E il 28 febbraio, in un sole già di primavera, quell’elicottero nel cielo di Roma, il suo fragore cupo di pale: il Papa se ne andava. In quanti di noi, lo sgomento. Quasi finisse il mondo. Ma è questa nebbia che suggestiona, e allontana dal presente. Ora Benedetto XVI, Papa emerito, è morto. Dieci anni di silenzio mediatico, ma com’è che questa piazza si va affollando di una grandissima folla? Non ci dicono che chi è fuori dal web non esiste? Eppure affetto e una fedeltà tenace stanno scritti sulle facce del popolo in San Pietro. Moltissimi i giovani – che belle facce, serie e assorte, hanno. Il Vangelo è aperto sulla bara– il Vangelo fulcro, per Benedetto, di tutta la vita. Dalla nascita, nel Sabato Santo del 1927 in Baviera, all’ultima mattina del 2022. Un mondo, un secolo intero, e che secolo. Il professore di Ratisbona divenne Papa. E spiegò a molti, andati lontani dalla fede nel dominio della secolarizzazione, che ragione e fede non si contraddicevano. Quanto, in tanti, amammo questo Papa anche per questo suo rileggerci la nostra storia. Le dimissioni? Per molti fu un abbandono, quell’incredibile rombo di pale sopra Roma. Qualcuno faticò a perdonarlo. Ma, dieci anni dopo, la Chiesa vive. Francesco, venuto «dalla fine del mondo», le ha impresso un passo di rivoluzione. Noi, siamo qui ancora, in questa piazza. « Pax vobis».
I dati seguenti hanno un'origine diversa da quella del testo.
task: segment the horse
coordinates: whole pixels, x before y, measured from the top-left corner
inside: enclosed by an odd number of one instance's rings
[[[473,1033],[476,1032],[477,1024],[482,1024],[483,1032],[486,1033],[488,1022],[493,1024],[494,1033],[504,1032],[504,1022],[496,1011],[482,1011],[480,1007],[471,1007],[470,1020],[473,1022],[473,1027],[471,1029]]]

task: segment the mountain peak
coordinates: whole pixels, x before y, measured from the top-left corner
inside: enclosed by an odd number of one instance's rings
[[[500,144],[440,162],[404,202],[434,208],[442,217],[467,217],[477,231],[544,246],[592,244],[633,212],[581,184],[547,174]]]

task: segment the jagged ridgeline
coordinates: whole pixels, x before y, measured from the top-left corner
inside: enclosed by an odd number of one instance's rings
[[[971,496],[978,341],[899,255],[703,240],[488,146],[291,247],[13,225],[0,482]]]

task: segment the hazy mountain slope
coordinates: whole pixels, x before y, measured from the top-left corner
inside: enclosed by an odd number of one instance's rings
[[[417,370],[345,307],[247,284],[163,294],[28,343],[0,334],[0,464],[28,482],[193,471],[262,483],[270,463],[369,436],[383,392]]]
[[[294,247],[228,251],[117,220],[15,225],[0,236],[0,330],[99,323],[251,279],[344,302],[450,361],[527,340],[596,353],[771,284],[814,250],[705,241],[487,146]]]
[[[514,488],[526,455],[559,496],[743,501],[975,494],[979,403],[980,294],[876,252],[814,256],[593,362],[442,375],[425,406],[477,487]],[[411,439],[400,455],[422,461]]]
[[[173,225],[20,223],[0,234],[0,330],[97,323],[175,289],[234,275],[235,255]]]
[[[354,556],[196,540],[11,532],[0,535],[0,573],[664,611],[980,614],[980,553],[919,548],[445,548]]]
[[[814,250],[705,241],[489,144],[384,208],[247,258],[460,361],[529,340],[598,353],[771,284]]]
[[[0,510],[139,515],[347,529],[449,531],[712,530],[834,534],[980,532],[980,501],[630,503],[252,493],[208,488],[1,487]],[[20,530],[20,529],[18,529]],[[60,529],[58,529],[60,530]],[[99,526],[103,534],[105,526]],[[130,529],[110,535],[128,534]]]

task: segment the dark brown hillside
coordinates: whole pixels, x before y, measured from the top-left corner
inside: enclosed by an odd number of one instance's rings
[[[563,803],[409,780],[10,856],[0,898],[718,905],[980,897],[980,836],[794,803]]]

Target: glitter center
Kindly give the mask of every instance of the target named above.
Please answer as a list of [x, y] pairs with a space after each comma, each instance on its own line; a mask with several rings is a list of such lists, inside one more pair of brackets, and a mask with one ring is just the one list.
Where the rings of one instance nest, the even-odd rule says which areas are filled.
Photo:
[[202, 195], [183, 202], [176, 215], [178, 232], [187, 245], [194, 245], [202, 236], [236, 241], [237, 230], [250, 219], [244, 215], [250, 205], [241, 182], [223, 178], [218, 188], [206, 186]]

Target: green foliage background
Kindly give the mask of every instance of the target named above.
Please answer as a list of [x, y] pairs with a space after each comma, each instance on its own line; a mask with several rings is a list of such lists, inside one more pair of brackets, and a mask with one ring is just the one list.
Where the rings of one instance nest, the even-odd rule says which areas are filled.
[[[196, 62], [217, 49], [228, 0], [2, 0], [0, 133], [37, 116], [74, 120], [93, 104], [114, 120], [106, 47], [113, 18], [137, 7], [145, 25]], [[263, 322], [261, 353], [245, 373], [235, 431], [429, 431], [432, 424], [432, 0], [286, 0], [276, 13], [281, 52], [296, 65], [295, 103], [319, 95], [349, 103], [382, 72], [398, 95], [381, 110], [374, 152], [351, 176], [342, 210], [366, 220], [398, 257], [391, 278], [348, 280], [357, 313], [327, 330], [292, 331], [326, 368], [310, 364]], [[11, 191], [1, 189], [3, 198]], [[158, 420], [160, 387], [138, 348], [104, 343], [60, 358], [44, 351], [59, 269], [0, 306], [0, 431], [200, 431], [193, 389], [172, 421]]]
La voce di Francesco nell’età avanzata è ancora forte, e il latino del confiteor abbraccia il popolo come una lingua materna, come ascoltata e entrata nel sangue prima di poterla capire. E questa folla che viene dalla Germania, dall’Africa e dal Brasile, bianchi, neri, ragazzi, vecchi. La Chiesa è qui per congedarsi da un grande cristiano. Non ci ha abbandonato: le parole nei suoi libri sono limpide come cristallo. «Che la tua gioia sia perfetta nell’udire definitivamente e per sempre la sua voce », è l’ultima benedizione di Francesco. Ora s’avvia, la bara di cipresso, verso le Grotte vaticane, dove la chiuderanno in una cassa di zinco, e poi in un’altra ancora, di legno. Come sono cupe, pensi, le apparenze della morte: coperchi sigillati, fosse, lapidi, gelidi marmi. Le apparenze della morte. Eppure, per noi cristiani la morte è il dies natalis. E Benedetto, nel 2012 a Bresso, Milano, Incontro con le famiglie, rispose a Cat Tien, bambina vietnamita: «Per dire la verità, se cerco di immaginare un po’ come sarà in Paradiso, mi sembra sempre il tempo della mia giovinezza, della mia infanzia». In questo senso, aggiunse, Benedetto pensava alla morte come a un «tornare a casa». A Casa, con la c maiuscola. E allora la tristezza dei riti della morte sbiadisce nel ricordo di quelle candide, sicure parole a Bresso. Poi, il feretro pesa sopra le spalle dei sediari vaticani, verso il portone della Basilica.
Qui lo attende il Papa. In piedi appoggiato al bastone. Benedice e poggia la mano destra sulla bara. Non è un tocco formale, e nemmeno una semplice carezza: la mano di Francesco si appoggia proprio sul feretro e ci resta qualche secondo, come se il Papa vi si sorreggesse. Lo guardi, e tante voci di contrasti o incomprensioni fra quei due perdono di rilevanza. Sia pure, chissà: ma un legame ben più grande e radicale univa quegli uomini. E anche in chi stava a guardare, in quel gesto, come uno sgorgare di acqua chiara: di pietà e di perdono, di un’ansia di bene che, spesso taciuta, tuttavia vive in noi. Che avesse ragione quella pellegrina di Firenze? Forse, ieri, altrove c’era festa.